Il estime que cette pièce constitue un faux intellectuel, puisque le logiciel permettant d’éditer le listing prend en compte les dernières informations pour actualiser le dossier du patient ; que cette pièce n’a été éditée que le 22 mai 2015, de sorte que des modifications ont nécessairement été enregistrées dans le logiciel entre le 13 août 2012, le décès de la patiente et le 22 mai 2015. Il ajoute qu’ayant pris en charge la patiente à compter du 14 août 2012 à 18 h, son nom a écrasé celui des autres médecins qui sont intervenus jusque là. Il indique que c’est une erreur de conception du logiciel qui est bien connue par la clinique. Il soutient que Mme [E] était identifiée au nom du docteur [Y] lorsque le listing a été édité depuis le logiciel le 14 août 2012 au matin.
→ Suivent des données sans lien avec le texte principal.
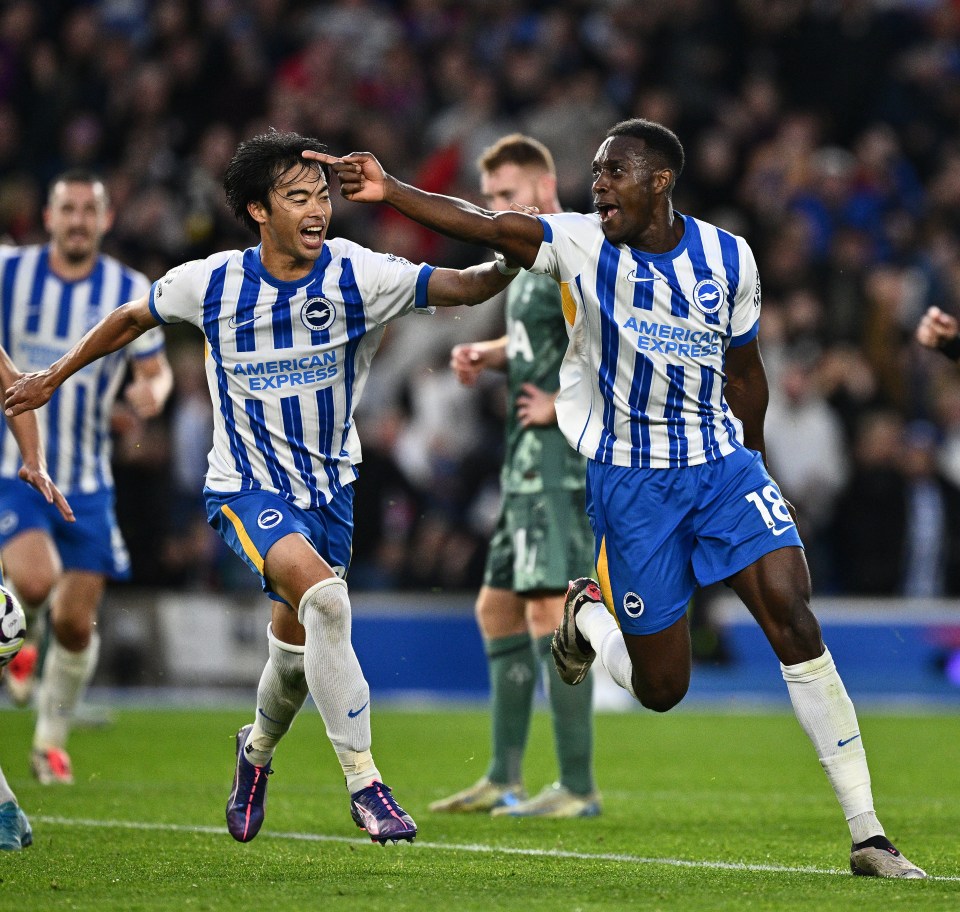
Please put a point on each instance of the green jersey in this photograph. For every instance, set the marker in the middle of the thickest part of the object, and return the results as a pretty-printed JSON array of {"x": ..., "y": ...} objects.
[{"x": 536, "y": 458}]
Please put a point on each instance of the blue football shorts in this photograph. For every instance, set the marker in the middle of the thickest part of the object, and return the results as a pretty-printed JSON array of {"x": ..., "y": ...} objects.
[
  {"x": 93, "y": 543},
  {"x": 251, "y": 522},
  {"x": 661, "y": 532}
]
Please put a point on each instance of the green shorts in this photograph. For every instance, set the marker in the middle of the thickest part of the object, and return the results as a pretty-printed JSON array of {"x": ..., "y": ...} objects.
[{"x": 541, "y": 541}]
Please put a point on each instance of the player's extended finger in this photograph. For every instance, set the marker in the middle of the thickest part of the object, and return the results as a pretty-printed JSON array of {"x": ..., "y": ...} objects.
[
  {"x": 323, "y": 157},
  {"x": 61, "y": 503}
]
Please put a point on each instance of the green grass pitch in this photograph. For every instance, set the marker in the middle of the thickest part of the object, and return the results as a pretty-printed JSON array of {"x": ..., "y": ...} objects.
[{"x": 702, "y": 812}]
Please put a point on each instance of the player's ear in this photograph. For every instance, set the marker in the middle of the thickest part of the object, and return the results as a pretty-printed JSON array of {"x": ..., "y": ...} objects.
[
  {"x": 258, "y": 212},
  {"x": 663, "y": 180}
]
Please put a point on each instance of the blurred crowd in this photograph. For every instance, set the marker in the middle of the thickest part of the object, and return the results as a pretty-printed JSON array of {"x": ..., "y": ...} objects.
[{"x": 827, "y": 132}]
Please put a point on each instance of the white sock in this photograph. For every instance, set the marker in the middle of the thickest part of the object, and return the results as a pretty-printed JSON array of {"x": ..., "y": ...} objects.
[
  {"x": 6, "y": 793},
  {"x": 64, "y": 679},
  {"x": 336, "y": 680},
  {"x": 826, "y": 714},
  {"x": 600, "y": 628},
  {"x": 280, "y": 694}
]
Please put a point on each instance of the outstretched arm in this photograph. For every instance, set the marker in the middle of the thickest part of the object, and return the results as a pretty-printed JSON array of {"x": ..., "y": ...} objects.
[
  {"x": 747, "y": 392},
  {"x": 939, "y": 330},
  {"x": 113, "y": 332},
  {"x": 363, "y": 180},
  {"x": 27, "y": 434}
]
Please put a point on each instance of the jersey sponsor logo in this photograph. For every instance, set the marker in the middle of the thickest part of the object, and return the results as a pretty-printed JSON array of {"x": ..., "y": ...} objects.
[
  {"x": 518, "y": 342},
  {"x": 632, "y": 604},
  {"x": 708, "y": 295},
  {"x": 665, "y": 339},
  {"x": 288, "y": 372},
  {"x": 269, "y": 518},
  {"x": 633, "y": 277},
  {"x": 317, "y": 314},
  {"x": 234, "y": 323}
]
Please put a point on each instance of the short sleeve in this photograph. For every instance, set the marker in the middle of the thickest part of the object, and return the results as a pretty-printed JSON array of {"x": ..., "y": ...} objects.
[
  {"x": 177, "y": 296},
  {"x": 390, "y": 286},
  {"x": 745, "y": 323},
  {"x": 568, "y": 240}
]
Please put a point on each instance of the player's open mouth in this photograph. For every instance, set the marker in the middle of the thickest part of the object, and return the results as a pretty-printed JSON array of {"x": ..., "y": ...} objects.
[
  {"x": 313, "y": 236},
  {"x": 607, "y": 211}
]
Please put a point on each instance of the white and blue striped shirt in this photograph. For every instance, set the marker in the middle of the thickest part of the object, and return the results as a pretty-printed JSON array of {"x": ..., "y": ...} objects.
[
  {"x": 642, "y": 380},
  {"x": 286, "y": 362},
  {"x": 42, "y": 317}
]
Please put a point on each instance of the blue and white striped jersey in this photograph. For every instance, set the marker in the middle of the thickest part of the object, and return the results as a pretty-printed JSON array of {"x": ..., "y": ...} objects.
[
  {"x": 286, "y": 362},
  {"x": 42, "y": 317},
  {"x": 642, "y": 381}
]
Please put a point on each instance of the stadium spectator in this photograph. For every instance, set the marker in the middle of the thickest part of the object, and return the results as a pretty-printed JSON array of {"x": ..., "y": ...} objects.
[
  {"x": 677, "y": 493},
  {"x": 290, "y": 327},
  {"x": 542, "y": 538},
  {"x": 51, "y": 295}
]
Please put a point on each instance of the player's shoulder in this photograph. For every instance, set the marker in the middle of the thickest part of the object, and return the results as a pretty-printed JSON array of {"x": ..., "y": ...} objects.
[
  {"x": 345, "y": 249},
  {"x": 705, "y": 227},
  {"x": 570, "y": 222}
]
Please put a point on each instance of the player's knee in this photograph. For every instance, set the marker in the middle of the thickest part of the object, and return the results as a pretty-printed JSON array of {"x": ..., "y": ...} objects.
[
  {"x": 328, "y": 599},
  {"x": 659, "y": 696},
  {"x": 795, "y": 635},
  {"x": 73, "y": 632}
]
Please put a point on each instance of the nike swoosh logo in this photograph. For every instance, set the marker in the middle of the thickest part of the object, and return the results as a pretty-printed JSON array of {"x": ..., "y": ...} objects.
[
  {"x": 265, "y": 716},
  {"x": 633, "y": 277},
  {"x": 234, "y": 323}
]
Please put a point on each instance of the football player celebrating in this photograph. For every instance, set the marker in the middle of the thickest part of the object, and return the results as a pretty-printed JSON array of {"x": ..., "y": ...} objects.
[
  {"x": 662, "y": 388},
  {"x": 15, "y": 830},
  {"x": 291, "y": 326}
]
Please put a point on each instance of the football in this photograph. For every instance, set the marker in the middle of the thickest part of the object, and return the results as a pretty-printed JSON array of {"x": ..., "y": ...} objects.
[{"x": 13, "y": 626}]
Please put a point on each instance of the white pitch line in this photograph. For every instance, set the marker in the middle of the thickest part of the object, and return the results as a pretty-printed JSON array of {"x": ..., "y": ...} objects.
[{"x": 472, "y": 847}]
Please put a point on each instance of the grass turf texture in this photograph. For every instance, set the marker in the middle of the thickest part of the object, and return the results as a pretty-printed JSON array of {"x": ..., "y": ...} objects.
[{"x": 709, "y": 812}]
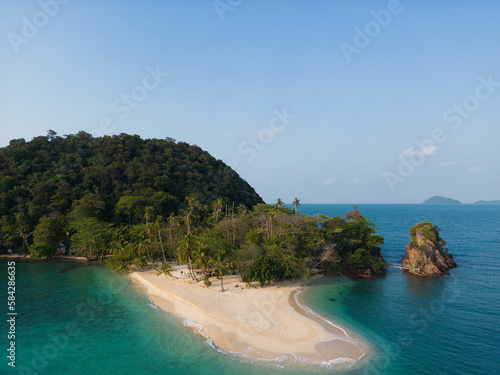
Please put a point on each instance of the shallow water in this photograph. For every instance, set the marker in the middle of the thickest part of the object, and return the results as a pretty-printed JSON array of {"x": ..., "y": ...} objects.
[{"x": 78, "y": 318}]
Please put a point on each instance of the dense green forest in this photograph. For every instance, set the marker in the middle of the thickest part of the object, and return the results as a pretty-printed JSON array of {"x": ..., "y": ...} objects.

Il estime que cette pièce altère la vérité de façon consciente et volontaire et a pour effet de faire la preuve d’un fait ayant des conséquences juridiques.
Il se plaint que cette pièce a entretenu une confusion et un doute sur l’éventuelle responsabilité de M. [I].
Il soutient que cette déloyauté de la clinique ne pouvait permettre la poursuite de l’exécution du contrat d’exercice libéral, car ceci a rompu la confiance qu’il avait en la clinique.
Il allègue avoir subi un préjudice moral, économique et professionnel.
Il conteste l’atteinte à l’image de la clinique et la procédure abusive.
Dans ses dernières conclusions transmises par voie électronique le 28 octobre 2025, la Sasu Capio Clinique des Cèdres, intimée et appelante incidente, demande à la cour de:
A titre principal ,
— juger que la Clinique des [Etablissement 1] n’a commis aucune faute à l’origine de la rupture du contrat d’exercice la liant au docteur [R] [I] ;
En conséquence :
— juger que la rupture du contrat d’exercice liant le docteur [R] [I] à la Clinique des [Etablissement 1] n’est pas imputable à la Clinique des [Etablissement 1],
— débouter le Docteur [R] [I] de l’intégralité de ses demandes, fins et prétentions,
— confirmer en conséquence le jugement dont appel sur ce point ;
A titre subsidiaire, si la Cour devait considérer que la rupture du contrat d’exercice était imputable à la Clinique des [Etablissement 1] :
— juger que le Docteur [R] [I] ne rapporte aucune preuve permettant de déterminer qu’il a subi un préjudice,
— juger que le Docteur [R] [I] ne justifie pas du montant du préjudice qu’il sollicite,
En conséquence :
— débouter le Docteur [R] [I] de l’intégralité de ses demandes, fins et prétentions,
— confirmer en conséquence le jugement dont appel sur ce point ;
En tout état de cause ,
— réformer le jugement dont appel en ce qu’il a débouté la Clinique des [Etablissement 1] de ses demandes,
— condamner en conséquence le Docteur [R] [I] à payer à la Clinique des [Etablissement 1] la somme de 50 000 euros au titre de dommages et intérêts sur le fondement de l’article 1240 au titre d’une atteinte à l’image et d’une procédure abusive,
— condamner le Docteur [R] [I] à payer à la Clinique des [Etablissement 1] la somme de 6 000 euros au titre de l’article 700 du code de procédure civile, ainsi qu’aux entiers dépens.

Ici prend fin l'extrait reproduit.